Esté párrafo quizás más que ninguno ilustra la mentalidad mágica de Borges.
Quizás uno de los pensamientos mas coherentes de Borges fue cuando le preguntaron si creía en Dios
“Si por Dios se entiende una personalidad unitaria o trinitaria, una especie de hombre sobrenatural, un juez de nuestros actos y pensamientos, no creo en ese ser. En cambio, si por Dios entendemos un propósito moral o mental en el universo, creo ciertamente en él.
Para entender a Borges terminaremos con una anécdota verdadera: Jorge Luis Borges y Estela Canto se conocieron en agosto de 1944, en la casa de Adolfo Bioy Casares y Silvina Ocampo. Tuvieron una relación sentimental durante varios años. En febrero de 1945 Borges le escribió a Canto: „No te he agradecido aún la alegría que tu carta me dio. Esta semana concluiré el borrador de la historia que me gustaría dedicarte: la de un lugar (en la calle Brasil) donde están todos los lugares del mundo. “Dos o tres días después vino a casa una mañana, trayendo un paquete que, según dijo, contenía un objeto que mostraba ‘todos los objetos del mundo’. El objeto se llamaba el Aleph. No dijo que el Aleph era la primera letra del alfabeto hebreo. Para él era ese objeto, una puerta abierta a lo imposible. Era un caleidoscopio. Georgie estaba tan contento como un niño con el Aleph. “Poco después, Borges le llevó el manuscrito a Canto, que lo mecanografió. Borges le dedicó el cuento.

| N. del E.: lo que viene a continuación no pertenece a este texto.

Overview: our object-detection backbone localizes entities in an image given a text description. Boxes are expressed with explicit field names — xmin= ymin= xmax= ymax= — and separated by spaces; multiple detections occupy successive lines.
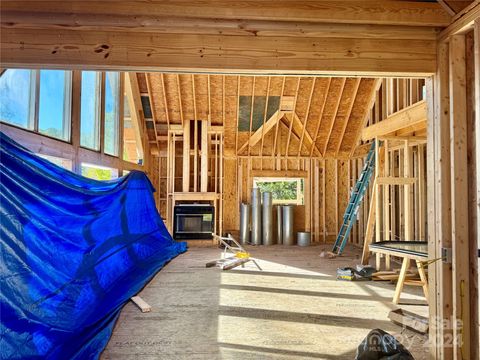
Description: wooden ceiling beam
xmin=145 ymin=74 xmax=161 ymax=150
xmin=1 ymin=13 xmax=441 ymax=40
xmin=272 ymin=77 xmax=286 ymax=160
xmin=125 ymin=72 xmax=154 ymax=157
xmin=347 ymin=78 xmax=382 ymax=157
xmin=1 ymin=1 xmax=451 ymax=26
xmin=259 ymin=77 xmax=272 ymax=164
xmin=285 ymin=78 xmax=301 ymax=159
xmin=0 ymin=28 xmax=437 ymax=76
xmin=310 ymin=78 xmax=332 ymax=157
xmin=297 ymin=78 xmax=316 ymax=158
xmin=335 ymin=77 xmax=361 ymax=157
xmin=361 ymin=100 xmax=427 ymax=141
xmin=322 ymin=77 xmax=346 ymax=156
xmin=247 ymin=76 xmax=256 ymax=157
xmin=160 ymin=73 xmax=170 ymax=129
xmin=176 ymin=74 xmax=184 ymax=127
xmin=438 ymin=2 xmax=479 ymax=41
xmin=436 ymin=0 xmax=457 ymax=16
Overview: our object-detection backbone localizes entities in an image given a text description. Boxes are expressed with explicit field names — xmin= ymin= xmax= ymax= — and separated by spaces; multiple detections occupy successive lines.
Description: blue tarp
xmin=0 ymin=132 xmax=187 ymax=359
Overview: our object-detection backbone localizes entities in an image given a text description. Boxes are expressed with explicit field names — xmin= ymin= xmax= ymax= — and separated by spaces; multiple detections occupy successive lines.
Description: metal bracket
xmin=442 ymin=247 xmax=452 ymax=263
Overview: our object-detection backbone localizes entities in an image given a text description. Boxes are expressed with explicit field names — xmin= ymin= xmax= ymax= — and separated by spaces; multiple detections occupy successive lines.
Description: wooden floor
xmin=102 ymin=244 xmax=429 ymax=360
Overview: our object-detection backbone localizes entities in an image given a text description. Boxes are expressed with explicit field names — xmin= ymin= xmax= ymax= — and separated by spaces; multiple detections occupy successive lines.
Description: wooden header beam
xmin=0 ymin=27 xmax=437 ymax=76
xmin=250 ymin=169 xmax=308 ymax=178
xmin=361 ymin=100 xmax=427 ymax=141
xmin=1 ymin=1 xmax=451 ymax=27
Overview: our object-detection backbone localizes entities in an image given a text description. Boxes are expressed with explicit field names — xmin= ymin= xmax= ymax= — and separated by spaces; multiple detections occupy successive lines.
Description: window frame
xmin=253 ymin=177 xmax=304 ymax=205
xmin=80 ymin=71 xmax=102 ymax=151
xmin=0 ymin=69 xmax=73 ymax=142
xmin=80 ymin=162 xmax=119 ymax=180
xmin=37 ymin=69 xmax=73 ymax=141
xmin=0 ymin=69 xmax=38 ymax=131
xmin=103 ymin=71 xmax=121 ymax=156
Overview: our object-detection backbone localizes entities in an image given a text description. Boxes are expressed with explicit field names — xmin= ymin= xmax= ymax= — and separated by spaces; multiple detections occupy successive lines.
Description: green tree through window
xmin=253 ymin=178 xmax=304 ymax=205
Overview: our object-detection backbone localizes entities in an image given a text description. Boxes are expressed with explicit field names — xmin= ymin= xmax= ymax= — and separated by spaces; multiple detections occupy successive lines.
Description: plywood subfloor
xmin=102 ymin=244 xmax=428 ymax=360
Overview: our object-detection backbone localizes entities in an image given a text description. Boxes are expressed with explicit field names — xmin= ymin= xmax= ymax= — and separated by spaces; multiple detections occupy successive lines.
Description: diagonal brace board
xmin=237 ymin=110 xmax=284 ymax=154
xmin=283 ymin=112 xmax=322 ymax=156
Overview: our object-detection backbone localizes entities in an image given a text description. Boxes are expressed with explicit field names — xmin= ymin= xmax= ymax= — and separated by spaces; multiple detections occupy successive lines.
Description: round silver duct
xmin=239 ymin=203 xmax=251 ymax=245
xmin=251 ymin=188 xmax=262 ymax=245
xmin=282 ymin=205 xmax=294 ymax=245
xmin=262 ymin=192 xmax=273 ymax=245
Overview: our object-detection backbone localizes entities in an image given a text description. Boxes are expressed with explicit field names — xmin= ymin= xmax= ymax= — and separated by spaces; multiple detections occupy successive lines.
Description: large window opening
xmin=80 ymin=71 xmax=101 ymax=150
xmin=0 ymin=69 xmax=36 ymax=130
xmin=104 ymin=72 xmax=120 ymax=156
xmin=0 ymin=69 xmax=72 ymax=141
xmin=81 ymin=162 xmax=119 ymax=181
xmin=38 ymin=70 xmax=72 ymax=141
xmin=253 ymin=177 xmax=304 ymax=205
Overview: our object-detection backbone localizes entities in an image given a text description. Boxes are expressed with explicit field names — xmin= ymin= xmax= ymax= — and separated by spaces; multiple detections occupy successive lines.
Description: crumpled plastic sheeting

El texto original quedó en su apartamento. Muchos años después, Canto llamó a Borges para anunciarle que pensaba vender el manuscrito cuando él muriera. Canto narra que su respuesta fue: «Caramba —rio Borges—, ¡si yo fuera un perfecto caballero iría ahora mismo al cuarto de caballeros y, al cabo de unos segundos, se oiría un disparo!». El manuscrito lo vendió de todos modos, cuando él todavía vivía, en mayo de 1985 en Sotheby’s. Lo compró el Ministerio de Cultura de España, por 25,760 dólares. Tiene 19 páginas y hoy está en la Biblioteca Nacional de Madrid.